Project description:Background and Aims:Advanced adenomas and scarred lesions pose difficulties for the endoscopist because of the need for complete resection and accurate pathologic staging, which cannot be afforded by standard resection techniques. Endoscopic full-thickness resection, first described in Europe for treatment of early adenocarcinoma or scarred lesions in the colon, allows potentially curative en bloc resection in patients who may be at a high risk for surgery. We describe our endoscopic approach and histologic outcomes with use of a commercially available endoscopic full-thickness resection device (FTRD) (Ovesco Endoscopy, Tubingen, Germany). Methods:We report our experience using the FTRD for advanced polyps in patients referred to our tertiary care center. Three patients were identified from a prospectively maintained database of patients undergoing FTRD from December 2018 to February 2019. Demographic, endoscopic, and histologic data were collected.
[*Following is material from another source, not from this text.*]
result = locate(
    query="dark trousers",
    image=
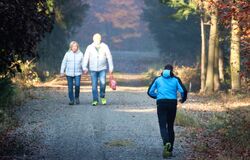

Results:All patients underwent successful full-thickness resection of the adenocarcinoma, and histopathologic examination showed negative lateral and deep margins. No immediate or delayed adverse events occurred during an average 2-month follow-up period. Conclusions:Full-thickness resection with an over-the-scope fitted FTRD is safe and effective in the management of advanced colonic neoplastic lesions.